Director: George C. Wolfe
Writers: Julian Breece, Dustin Lance Black
Stars: Colman Domingo, Glynn Turman, Aml Ameen
Synopsis: Activist Bayard Rustin faces racism and homophobia as he helps change the course of Civil Rights history by orchestrating the 1963 March on Washington.
The biopic wants to show the roundedness of a person, often bringing the legend back into human form. A biopic used to cover a wide swath of a person’s life. It made them bloated, sentimental, and often pulled in as many directions as possible. Many more modern biopics choose a singular aspect of a person’s life or legacy. There are some exceptions, but most, including Rustin, fit into this mode. In the case of Rustin, it’s a bit to the detriment of the film.
As a largely unsung hero of the Civil Rights Movement, Bayard Rustin (Colman Domingo) is an unknown. His life hasn’t been bullet pointed in American history textbooks and so there’s a lot to catch up on. The film does fine in peppering in bits of Rustin’s life, but fails the “show don’t tell” rule of storytelling. There are flashbacks and they are powerful, but they’re snapshots and not the whole picture. It feels like we’re playing catch up the whole time.
Yet, the screenplay, written by Julian Breece and Dustin Lance Black (this being his third queer historical biopic) is packed with tenderness. The writers balance the outright racism that Rustin faces alongside his colleagues in the movement with the homophobia imposed on Rustin by both members of the movement and the outside world. Rustin lives his life as an openly gay man, which pushes his personal life into something that can be seen as unseemly.

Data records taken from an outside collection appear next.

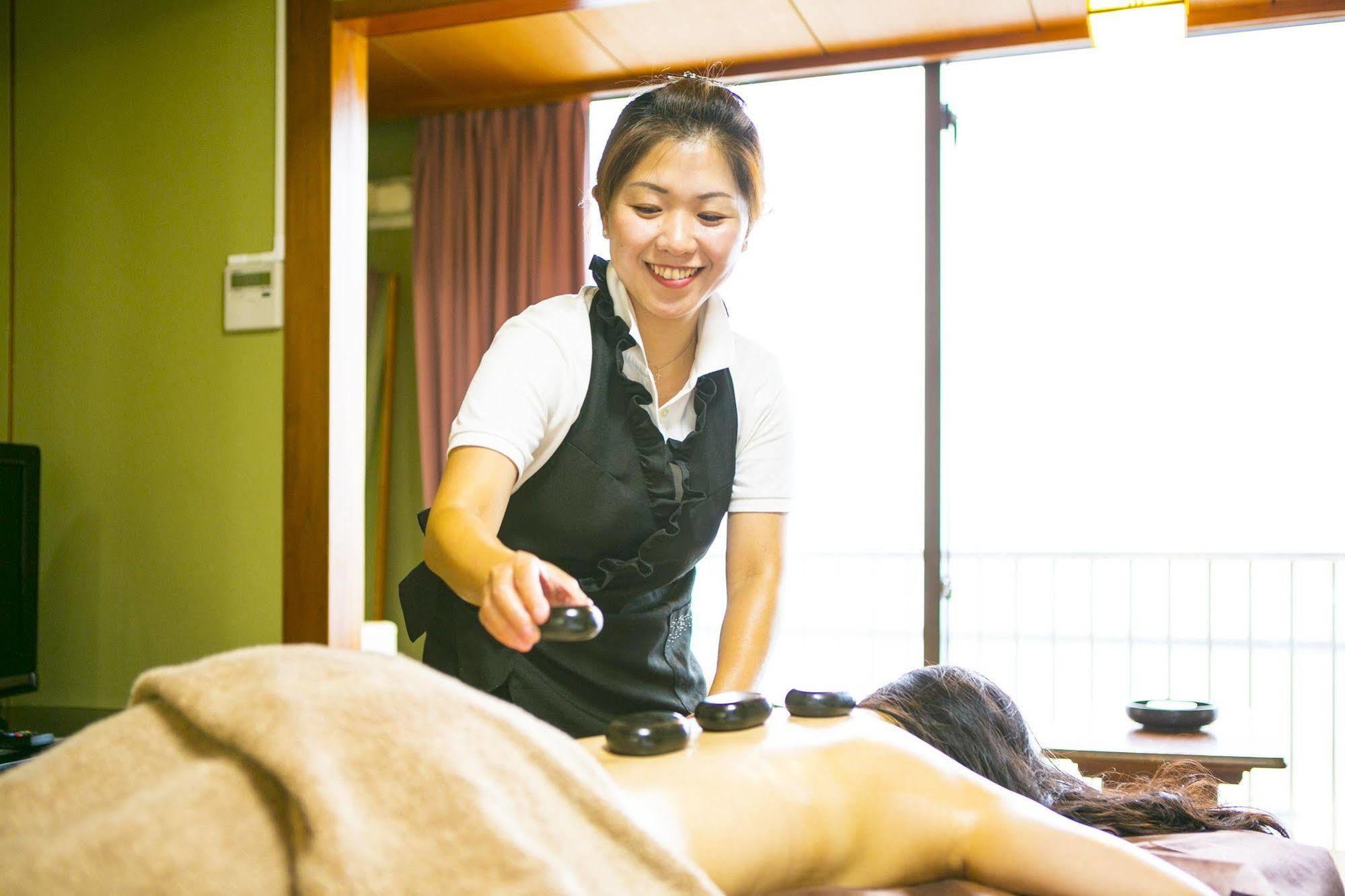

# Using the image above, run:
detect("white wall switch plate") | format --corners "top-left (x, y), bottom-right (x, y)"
top-left (225, 254), bottom-right (285, 332)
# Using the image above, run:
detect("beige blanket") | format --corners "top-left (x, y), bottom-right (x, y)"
top-left (0, 647), bottom-right (718, 896)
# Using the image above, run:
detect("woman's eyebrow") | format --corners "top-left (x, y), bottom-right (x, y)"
top-left (630, 180), bottom-right (733, 199)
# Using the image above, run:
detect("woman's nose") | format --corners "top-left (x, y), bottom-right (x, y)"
top-left (654, 215), bottom-right (695, 256)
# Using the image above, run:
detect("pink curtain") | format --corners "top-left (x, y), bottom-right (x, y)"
top-left (412, 98), bottom-right (588, 505)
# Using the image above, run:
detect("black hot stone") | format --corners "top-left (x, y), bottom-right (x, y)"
top-left (538, 604), bottom-right (603, 640)
top-left (784, 689), bottom-right (854, 718)
top-left (607, 710), bottom-right (691, 756)
top-left (695, 690), bottom-right (770, 731)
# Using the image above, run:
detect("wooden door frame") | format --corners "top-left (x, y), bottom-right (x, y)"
top-left (283, 0), bottom-right (1345, 646)
top-left (283, 0), bottom-right (369, 647)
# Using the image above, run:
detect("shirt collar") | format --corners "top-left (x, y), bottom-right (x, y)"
top-left (607, 264), bottom-right (733, 382)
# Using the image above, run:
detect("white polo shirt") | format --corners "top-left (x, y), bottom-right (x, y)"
top-left (448, 265), bottom-right (792, 513)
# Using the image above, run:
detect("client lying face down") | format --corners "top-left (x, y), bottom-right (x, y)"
top-left (579, 694), bottom-right (1212, 896)
top-left (859, 666), bottom-right (1288, 837)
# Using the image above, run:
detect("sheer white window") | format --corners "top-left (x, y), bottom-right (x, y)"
top-left (943, 24), bottom-right (1345, 842)
top-left (589, 69), bottom-right (924, 700)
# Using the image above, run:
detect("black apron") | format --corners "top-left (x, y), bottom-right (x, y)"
top-left (400, 258), bottom-right (738, 737)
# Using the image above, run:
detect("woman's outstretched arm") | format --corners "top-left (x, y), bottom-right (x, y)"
top-left (581, 710), bottom-right (1212, 896)
top-left (961, 787), bottom-right (1213, 896)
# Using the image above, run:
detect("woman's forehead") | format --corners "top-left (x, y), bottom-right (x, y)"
top-left (623, 140), bottom-right (738, 199)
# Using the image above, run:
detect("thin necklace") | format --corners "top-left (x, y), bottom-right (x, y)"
top-left (650, 332), bottom-right (699, 382)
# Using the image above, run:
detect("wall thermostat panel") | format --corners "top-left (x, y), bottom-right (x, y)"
top-left (225, 261), bottom-right (285, 332)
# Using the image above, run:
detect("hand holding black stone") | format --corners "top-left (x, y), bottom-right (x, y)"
top-left (538, 604), bottom-right (603, 642)
top-left (784, 689), bottom-right (854, 718)
top-left (695, 690), bottom-right (770, 731)
top-left (607, 710), bottom-right (691, 756)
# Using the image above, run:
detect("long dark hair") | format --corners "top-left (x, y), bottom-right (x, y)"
top-left (859, 666), bottom-right (1288, 837)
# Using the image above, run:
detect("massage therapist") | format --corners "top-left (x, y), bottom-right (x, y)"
top-left (401, 75), bottom-right (791, 736)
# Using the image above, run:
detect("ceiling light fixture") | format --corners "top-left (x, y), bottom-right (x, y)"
top-left (1088, 0), bottom-right (1189, 50)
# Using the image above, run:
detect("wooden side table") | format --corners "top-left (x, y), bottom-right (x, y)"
top-left (1041, 721), bottom-right (1287, 786)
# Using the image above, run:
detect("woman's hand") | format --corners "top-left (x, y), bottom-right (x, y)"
top-left (480, 550), bottom-right (593, 654)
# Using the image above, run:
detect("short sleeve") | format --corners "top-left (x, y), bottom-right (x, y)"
top-left (729, 339), bottom-right (793, 514)
top-left (448, 316), bottom-right (571, 482)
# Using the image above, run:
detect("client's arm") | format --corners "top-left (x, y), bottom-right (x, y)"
top-left (581, 710), bottom-right (1210, 896)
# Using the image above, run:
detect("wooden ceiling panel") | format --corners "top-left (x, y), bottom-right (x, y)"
top-left (571, 0), bottom-right (819, 74)
top-left (1031, 0), bottom-right (1088, 26)
top-left (375, 12), bottom-right (624, 96)
top-left (369, 40), bottom-right (448, 114)
top-left (795, 0), bottom-right (1035, 52)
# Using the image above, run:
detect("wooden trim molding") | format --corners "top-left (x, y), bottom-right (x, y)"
top-left (283, 0), bottom-right (369, 647)
top-left (336, 0), bottom-right (650, 38)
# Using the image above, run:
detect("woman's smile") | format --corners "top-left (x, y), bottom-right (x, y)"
top-left (645, 261), bottom-right (703, 289)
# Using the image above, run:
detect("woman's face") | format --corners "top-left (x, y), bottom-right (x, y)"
top-left (603, 140), bottom-right (748, 320)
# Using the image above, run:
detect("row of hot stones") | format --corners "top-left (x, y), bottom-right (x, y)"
top-left (540, 604), bottom-right (854, 756)
top-left (607, 689), bottom-right (854, 756)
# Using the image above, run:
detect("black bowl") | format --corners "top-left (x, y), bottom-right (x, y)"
top-left (607, 709), bottom-right (691, 756)
top-left (1126, 700), bottom-right (1219, 732)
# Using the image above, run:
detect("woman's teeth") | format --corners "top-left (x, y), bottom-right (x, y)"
top-left (650, 265), bottom-right (699, 280)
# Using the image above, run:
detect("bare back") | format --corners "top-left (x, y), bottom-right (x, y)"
top-left (580, 709), bottom-right (1210, 896)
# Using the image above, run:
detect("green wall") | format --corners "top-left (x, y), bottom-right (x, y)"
top-left (365, 118), bottom-right (425, 657)
top-left (13, 0), bottom-right (283, 706)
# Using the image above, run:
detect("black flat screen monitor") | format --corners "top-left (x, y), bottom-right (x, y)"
top-left (0, 443), bottom-right (42, 697)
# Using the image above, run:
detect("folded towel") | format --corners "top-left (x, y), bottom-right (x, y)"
top-left (0, 646), bottom-right (718, 896)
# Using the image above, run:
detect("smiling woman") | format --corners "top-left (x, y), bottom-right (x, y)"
top-left (402, 75), bottom-right (791, 735)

Director George C. Wolfe handles some scenes of Rustin’s private life like a seedy melodrama from the era of the Hays Code; lots of stolen glances, dark shadows, and cigarettes suggestively brushing lips, but a pair of scenes take that idea in a couple of different directions. The first is as Rustin and his new crush Elias Taylor (Johnny Ramey) sit in a bar and get to know each other. When Taylor makes an affectionate gesture to Rustin, he flinches a little and Rustin assuages him because we and Taylor didn’t realize the two men were in a gay bar, surrounded by men who just want a place to be themselves. The sequence ends with a terrific chaste kiss that could have come from any romantic comedy.
The other scene is the previous scene’s more explicit companion. Wolfe, cinematographer Tobias Schliesser, and editor Andrew Mondshein craft an interesting contrast to what came before. We see Rustin as he takes in Taylor’s storefront preacher riling up his congregation, mixed with a love scene between the two men in a darkened room, their hands groping and tearing at clothing to get at the skin beneath. The thing that removes the exploitative nature in the sexuality contrasting religion, is that in his sermon Taylor acknowledges Rustin and their place with each other as he echoes some of Rustin’s words from the first night they had at the bar. The scene is invigorating and far too short.
These scenes, and frankly the entire film, is owed to the dynamic and incredible lead performance of Colman Domingo. As a character actor he has had some indelible roles, but here as a lead, Domingo shows the depth he can bring to a character and especially a character as charismatic as Rustin. He excels at the blustery speeches, the confrontational arguments, and the emotional pleas, but it’s in his expressions that Domingo slips into perfection. He has the ability to bring some microexpressions, the slight slips of Rustin’s mask, into the forefront of the emotion he’s playing. It’s a captivating performance.
The performance of Colman Domingo really carries the film. Rustin is a biopic of a person who needs more recognition for his accomplishments, but a film that isn’t breaking the rules that Rustin himself did. It’s a very safe type of film, but an enjoyable and uplifting one to watch. It’s a moving story that will hopefully spur more interest in the historical figures who moved, shook, and changed the world amongst all those straight, cis-gendered men.